What exactly is meant by long term preservation? What is it really different from a secure backup?
In the computer world, the term “archiving” encompasses many meanings today. So let’s say quickly what long term preservation is not:
- Long term preservation is not backup. It is not solely preserving the bitstream of a file.
- Long term preservation is not an HSM service – Hierarchical Storage Management – which migrate files to tape to save space on disk.
- Long term preservation is not the ultimate step of storing data before oblivion or permanent loss.
Long term preservation of digital documents has three main objectives:
- Keep the document
- Make it accessible
- Preserve intelligibility.
These three services are designedin the long term, that is to say 30 years or more.
Keep the document in time? This is the most obvious function that is required of a repository. This should ensure that the document is always available on the storage media and retains its integrity.
Access to the document? In fact, preservation without communication would be perfectly unproductive. This means you can find the document on the storage media and read it (= open the file).
Preserve the intelligibility of the document? This is to ensure that the document is understandable to potential users through time. This goal may look ambitious, yet irrelevant. Ambitious, it is without a doubt. But it is the core of an archivist activities. That fact that the document – or even archivist – is now “digital” does not change anything to the challenge.
Secure backup (or storage) only takes into account the first two goals on three listed above and only in the short and medium terms.

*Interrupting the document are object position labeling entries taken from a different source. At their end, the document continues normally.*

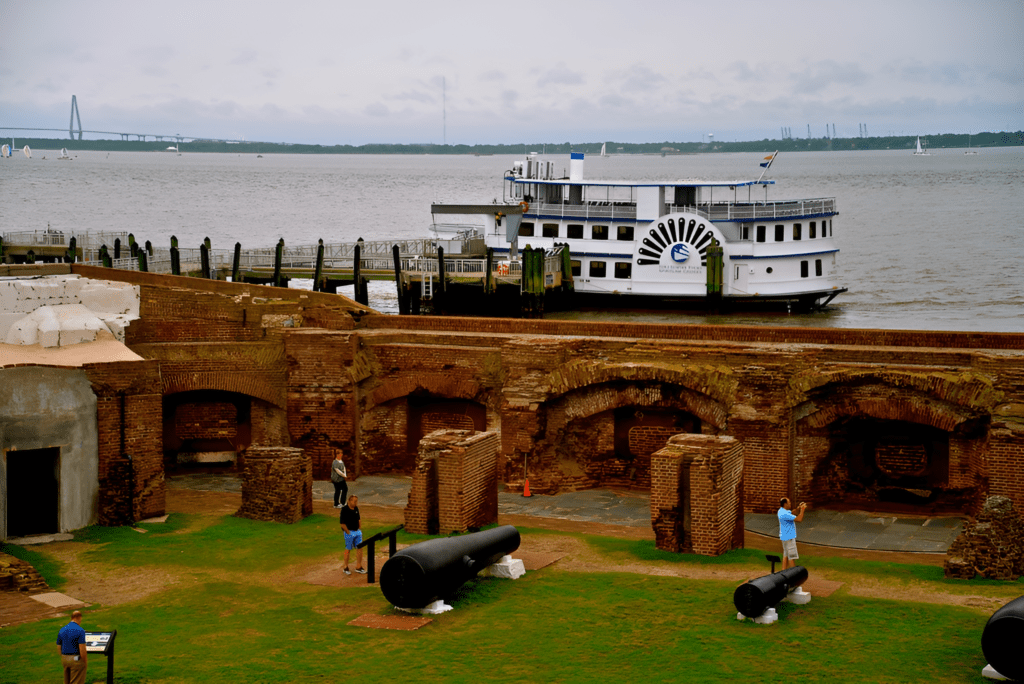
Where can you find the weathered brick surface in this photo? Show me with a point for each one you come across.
(991, 547)
(276, 484)
(696, 495)
(455, 482)
(321, 373)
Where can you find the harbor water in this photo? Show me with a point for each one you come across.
(927, 243)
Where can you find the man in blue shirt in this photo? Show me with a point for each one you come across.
(71, 640)
(787, 530)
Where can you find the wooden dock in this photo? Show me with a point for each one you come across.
(441, 275)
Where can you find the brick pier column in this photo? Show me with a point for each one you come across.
(276, 484)
(696, 495)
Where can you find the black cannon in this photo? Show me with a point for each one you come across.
(756, 596)
(426, 571)
(1001, 640)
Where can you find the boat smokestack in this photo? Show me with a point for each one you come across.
(576, 166)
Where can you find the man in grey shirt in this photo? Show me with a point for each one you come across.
(338, 478)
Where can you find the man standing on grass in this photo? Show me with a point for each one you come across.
(71, 643)
(353, 536)
(787, 530)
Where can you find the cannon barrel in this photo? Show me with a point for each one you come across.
(756, 596)
(426, 571)
(1001, 640)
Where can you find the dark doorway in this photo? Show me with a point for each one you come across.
(33, 492)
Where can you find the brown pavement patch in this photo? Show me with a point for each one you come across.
(406, 623)
(56, 600)
(820, 588)
(535, 560)
(17, 608)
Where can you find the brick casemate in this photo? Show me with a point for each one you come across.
(696, 495)
(455, 484)
(991, 547)
(276, 484)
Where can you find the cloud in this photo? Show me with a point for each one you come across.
(559, 75)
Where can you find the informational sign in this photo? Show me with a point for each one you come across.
(98, 642)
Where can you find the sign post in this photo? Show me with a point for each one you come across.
(102, 642)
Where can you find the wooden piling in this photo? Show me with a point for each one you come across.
(318, 272)
(488, 279)
(279, 256)
(356, 267)
(716, 264)
(439, 295)
(402, 296)
(237, 264)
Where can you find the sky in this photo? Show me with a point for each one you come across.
(478, 73)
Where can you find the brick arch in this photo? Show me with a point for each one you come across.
(240, 383)
(592, 399)
(909, 409)
(435, 384)
(970, 390)
(717, 383)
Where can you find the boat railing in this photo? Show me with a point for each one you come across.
(590, 210)
(732, 211)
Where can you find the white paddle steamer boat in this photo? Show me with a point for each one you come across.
(645, 244)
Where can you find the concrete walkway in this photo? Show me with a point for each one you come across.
(849, 529)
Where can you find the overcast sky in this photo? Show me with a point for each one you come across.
(637, 71)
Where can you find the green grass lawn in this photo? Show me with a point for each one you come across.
(548, 626)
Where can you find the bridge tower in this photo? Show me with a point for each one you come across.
(74, 116)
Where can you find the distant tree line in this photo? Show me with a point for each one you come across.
(945, 140)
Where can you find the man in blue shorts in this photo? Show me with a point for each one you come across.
(787, 530)
(353, 536)
(71, 643)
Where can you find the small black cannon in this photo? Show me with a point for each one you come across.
(756, 596)
(426, 571)
(1003, 638)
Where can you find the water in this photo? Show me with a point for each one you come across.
(927, 243)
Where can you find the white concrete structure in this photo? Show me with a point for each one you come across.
(60, 310)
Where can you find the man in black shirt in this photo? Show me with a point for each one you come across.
(353, 536)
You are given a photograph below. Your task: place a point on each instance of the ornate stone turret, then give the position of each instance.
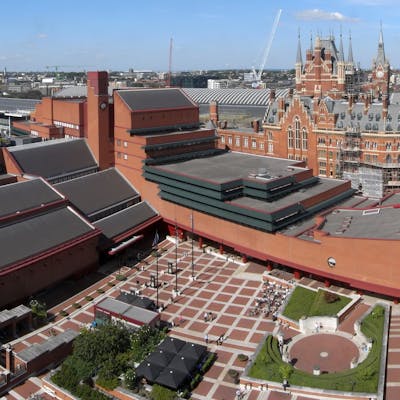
(299, 64)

The time scale is therefore a major parameter to solve the problem. If the horizon is about a 10 years span, the problem is – relatively – easy to manage. Indeed, a secure, good quality computer storage prevents accidental loss of material. Technologies will probably not evolve in such a dramatic way that the documents will become irreversibly unreadable. And furthermore, the community of potential users will probably be close enough, scientifically and culturally speaking, from the authors who created the paper 10 years earlier, to understand it.
If we move the cursor to a span of 30 years or more, none of the above is assured anymore if no support actions have been put in place. This is indeed the very long term aspect which is the core challenge of long term preservation.
The preservation issues over the long-term: technological obsolescence
Let’s make a quick inventory of the difficulties we might face to read, for example 10 years later, a file for which no actions have been taken for preservation.
Your file is 10 years old :
Through this example, we identify four key risks facing inevitably a file:
- Hardware obsolescence,
- Software obsolescence
- File format obsolescence,
- Loss of the meaning of the content.
Doing long term preservation is implementing the necessary means to mitogate the impact of these threats. What are these means ?
Against the degradation and aging of the media, multiple copies of archived documents are required, diversifying storage technologies when possible. Ideally, two copies should be kept in one site (one disk, one tape), and another copy in a remote site (on tape). But those precautions alone will not suffice. It will also be necessary to refresh (i.e.renew) regularly the technology used for storage support by replacing old media with more recent media. Again, it will be safer to apply the precautionary principle. If a deemed manufacturer guarantees the usability of its technology for 10 years, there is little doubt that the media has been tested in labs and is reliable over a period of 20 years. Though, the refresh threshold for the media should be … 5 years, i.e. half of life guaranteed by the supplier.
Against the end of life of hardware or software, some technological and economic watching should be put in place and proactively alert in case of upcoming obsolescence. On this particular topic as on others, it is strongly recommended to favor the standards and avoid dependency towards proprietary solutions.
In the event the obsolescence of a given software becomes a fact, emulation may be a solution, although very expensive. It consists in recreating the system environment of a software to run it again. The technique is mainly used today to revive the first video games, e.g. Pacman.
To avoid the deadlock of obsolete file formats, only sustainable formats should be preserved. What is a durable format? It is essentially a published format, i.e. a format which specifications are freely available. In the most extreme cases, only a published format may allow a developer to write specific program to edit the file again. A durable format is a format widely used, or called to become. A durable format is a format widely used, or on the way to become one, and eventually a standard. Given these criteria, we can list the main formats currently considered as sustainable: check the article on the List of archive formats by PAC platform (FACILE).
Note that choosing a durable format for preservation does not remove the risk that one day this format will become obsolete: it just delays the day when conversion will be required to ensure the readability of a file: the document will be converted from its initial format to a new one, while preserving the content.
To overcome the final obstacle – the lack of documentation – the solution lies in one word: metadata. Metadata is, literally “data about data” and represents all the information necessary to describe the document, which will have to be preserved along with the document to ensure its intelligibility in the future.